Re: Any problems with project:16927 run:18 clone:323 gen:91?
Posted: Fri Feb 26, 2021 11:17 pm
by Neil-B
That lab has another server down (Vince posted in another thread today about that one) so they might be up against it trying to sort out science related issues which will take precedence over sorting out stats catch up
Re: Any problems with project:16927 run:18 clone:323 gen:91?
Posted: Fri Feb 26, 2021 11:25 pm
by bruce
Yes. I think this post applies here, too
viewtopic.php?f=19&t=36716&p=349536#p349536
Anyway, that lab is working on their servers.
Re: Any problems with project:16927 run:18 clone:323 gen:91?
Posted: Sat Feb 27, 2021 9:50 pm
by J.C.Roeloffzen
I get no credits for project 16927. This project is demotivating people from working FAH so please sort this out or remove this project from FAH.
Re: Any problems with project:16927 run:18 clone:323 gen:91?
Posted: Sun Feb 28, 2021 12:17 am
by Neil-B
Welcome to the Forums
The delay on stats generation for this project is a known issue (a quik search of the forums will show this) ... Folders will get the points once it is sorted out until then patience is required.
Priorities on FaH Projects are based upon the science and results - they are not driven by folders wishes on points ... If FaH Projects were put on hold every time there is a stats issue the science would be badly impeded ... From another post on this forum I surmise that in order to complete research on this project it was necessary to release some additional WUs - unfortunately the server releasing these is not communicating to the stats servers properly - Investigations are underway, Points will be resolved, but to stop a research project from being completed because points are delayed is exactly why I personally dislike the gamification and points system so much - folders lose sight that the real reason for FaH existing is to increase scientific discovery and knowledge - not to "gain points"
Stats delays happen - folders learn to be patient
Re: Any problems with project:16927 run:18 clone:323 gen:91?
Posted: Mon Mar 01, 2021 8:03 pm
by Der_mit_dem_Hund
Up to now, the WU (project:16927 run:21 clone:1264 gen:35 core:0xa7 unit:0x000004f0000000230000421f00000015) has not been credited.
I currently work on another WU of the Voelz group although "Covid-19" is my Cause Preference.

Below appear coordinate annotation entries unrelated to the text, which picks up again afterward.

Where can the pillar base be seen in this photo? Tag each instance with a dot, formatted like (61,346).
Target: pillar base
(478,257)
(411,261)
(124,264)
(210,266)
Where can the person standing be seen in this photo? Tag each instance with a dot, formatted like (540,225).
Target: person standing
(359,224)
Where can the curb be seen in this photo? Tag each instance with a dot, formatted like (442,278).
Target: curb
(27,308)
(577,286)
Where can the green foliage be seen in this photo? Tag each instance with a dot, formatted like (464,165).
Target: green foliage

I kind of wonder why i am assigned WUs of the group when they have server problems.
Re: Any problems with project:16927 run:18 clone:323 gen:91?
Posted: Mon Mar 01, 2021 8:19 pm
by bruce
Der_mit_dem_Hund wrote:I kind of wonder why i am assigned WUs of the group when they have server problems.

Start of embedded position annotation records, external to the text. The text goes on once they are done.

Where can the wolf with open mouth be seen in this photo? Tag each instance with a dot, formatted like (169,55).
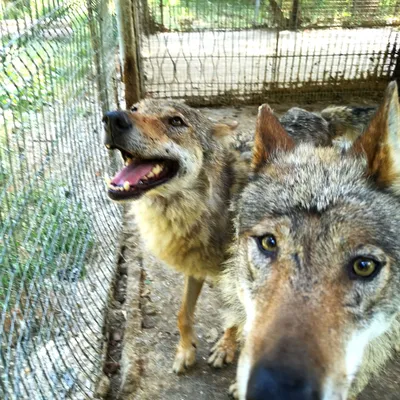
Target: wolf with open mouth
(181,174)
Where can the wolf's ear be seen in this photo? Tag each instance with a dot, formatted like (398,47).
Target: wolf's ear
(270,136)
(381,141)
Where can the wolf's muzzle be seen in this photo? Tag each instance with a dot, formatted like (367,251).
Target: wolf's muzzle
(116,123)
(280,383)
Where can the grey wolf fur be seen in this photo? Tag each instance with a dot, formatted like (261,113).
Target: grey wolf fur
(309,224)
(182,212)
(347,123)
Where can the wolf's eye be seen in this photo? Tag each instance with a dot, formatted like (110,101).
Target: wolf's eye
(267,243)
(365,267)
(176,121)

I look at it differently. I feel sorry for the FAH lab that has to fuddle with the "red tape" to get the campus net-admins to fix the network that they're forced to use. (Note: I'm not singling out the network administrators on that campus. That problem appears in lots of places.)

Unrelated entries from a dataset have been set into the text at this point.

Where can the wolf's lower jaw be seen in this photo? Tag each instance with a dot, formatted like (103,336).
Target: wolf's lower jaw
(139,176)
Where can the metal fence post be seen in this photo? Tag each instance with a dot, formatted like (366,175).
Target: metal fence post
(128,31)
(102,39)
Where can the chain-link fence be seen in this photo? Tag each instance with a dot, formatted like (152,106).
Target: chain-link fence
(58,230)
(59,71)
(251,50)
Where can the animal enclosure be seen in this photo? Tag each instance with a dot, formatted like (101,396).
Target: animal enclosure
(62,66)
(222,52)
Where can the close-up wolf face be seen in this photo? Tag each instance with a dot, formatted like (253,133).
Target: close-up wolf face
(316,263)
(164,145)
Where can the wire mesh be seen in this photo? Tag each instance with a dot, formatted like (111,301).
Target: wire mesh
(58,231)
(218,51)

Re: Any problems with project:16927 run:18 clone:323 gen:91?
Posted: Mon Mar 01, 2021 8:28 pm
by Der_mit_dem_Hund
Hi
bruce,
English is not my mother tongue and in written form it may be perceived even more differently as when spoken. This is why I've written "kind of wonder". If the team cannot handle finished WUs I would assume - in order to avoid work in vain - they stopped distributing WU for a while, get things fixed, and start freshly when everything is in order.
That's it. I do not mind having my one CPU calculating for non-Covid causes. However, as long as my machine works for nirvana I cannot spend its power working for teams which can use the WUs for their science.
I remain patient. What choice I have?